AASLH is pleased to announce our featured speakers for the our 2016 Annual Meeting, which will be held in partnership with the Michigan Museums Association. The Annual Meeting will take place at the world-renowned Cobo Center in Detroit Michigan from September 14-17. The preliminary program will be mailed out soon, and registration will open by June 1. Meanwhile, read this recent blog post by 2016 Host Committee member Tobi Voigt on why Detroit is the “perfect laboratory to explore issues of radical change and rebirth.” And, of course, get excited about our featured speakers:
Thomas J. Sugrue is Professor of Social and Cultural Analysis and History at New York University. A specialist in twentieth-century American politics, urban history, civil rights, and race, Sugrue was educated at Columbia; King’s College, Cambridge; and Harvard, where he earned his Ph.D. in 1992. His first book, The Origins of the Urban Crisis (1996), focused on Detroit as the symbol of the American urban crisis. It won the Bancroft Prize in American History and the Urban History Association Award for Best Book in North American Urban History among other numerous awards. In 2005, Princeton University Press selected The Origins of the Urban Crisis as one of its 100 most influential books of the past one hundred years and recently published a new edition including the Detroit bankruptcy. Sugrue challenges the conventional wisdom that urban decline is the product of the social programs and racial fissures of the 1960s. Weaving together the history of workplaces, unions, civil rights groups, political organizations, and real estate agencies, Sugrue finds the roots of today’s urban poverty in a hidden history of racial violence, discrimination, and deindustrialization that reshaped the American urban landscape after World War II.

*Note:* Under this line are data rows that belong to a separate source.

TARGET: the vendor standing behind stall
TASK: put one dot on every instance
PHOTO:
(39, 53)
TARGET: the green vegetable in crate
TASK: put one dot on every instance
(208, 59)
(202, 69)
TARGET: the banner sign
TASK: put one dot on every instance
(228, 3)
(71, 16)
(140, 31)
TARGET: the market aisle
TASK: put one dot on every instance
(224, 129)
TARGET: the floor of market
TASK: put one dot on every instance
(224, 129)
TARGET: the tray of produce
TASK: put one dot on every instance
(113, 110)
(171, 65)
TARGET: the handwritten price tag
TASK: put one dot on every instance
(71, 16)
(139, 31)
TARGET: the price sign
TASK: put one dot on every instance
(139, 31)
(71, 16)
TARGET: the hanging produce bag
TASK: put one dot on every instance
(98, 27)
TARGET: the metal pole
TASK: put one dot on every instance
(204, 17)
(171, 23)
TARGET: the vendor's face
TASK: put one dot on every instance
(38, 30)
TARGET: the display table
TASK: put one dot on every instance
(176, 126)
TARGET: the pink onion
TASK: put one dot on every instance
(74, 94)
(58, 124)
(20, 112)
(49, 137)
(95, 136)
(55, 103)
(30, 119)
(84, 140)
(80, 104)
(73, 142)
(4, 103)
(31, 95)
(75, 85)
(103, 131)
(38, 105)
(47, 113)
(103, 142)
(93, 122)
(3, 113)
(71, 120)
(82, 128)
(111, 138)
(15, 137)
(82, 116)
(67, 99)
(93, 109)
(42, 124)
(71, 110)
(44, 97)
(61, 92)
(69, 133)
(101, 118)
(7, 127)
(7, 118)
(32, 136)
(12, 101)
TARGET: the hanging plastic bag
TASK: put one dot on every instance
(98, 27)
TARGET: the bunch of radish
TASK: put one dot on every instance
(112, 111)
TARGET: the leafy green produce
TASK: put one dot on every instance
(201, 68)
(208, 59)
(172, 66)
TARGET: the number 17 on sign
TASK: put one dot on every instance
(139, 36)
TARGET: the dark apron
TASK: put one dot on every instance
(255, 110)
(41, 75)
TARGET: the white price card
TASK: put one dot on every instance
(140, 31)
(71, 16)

Mary Wilson is a living legend from the height of Detroit’s Motown Era. A member of the world-renowned Supremes, one of the greatest female vocal groups of all time, Mary Wilson has been the only original Supreme carrying on the group’s legacy to this day. Representing the group, Mary Wilson accepted the Lifetime Achievement Award for the Supremes at their induction into the Rock ‘N Roll Hall of Fame, becoming the second female rock star to be its recipient. Mary Wilson is still touring extensively and also became a New York Times best-selling author when she released her autobiography, Dreamgirl: My Life As A Supreme and its follow-up, Supreme Faith…Someday We’ll Be Together.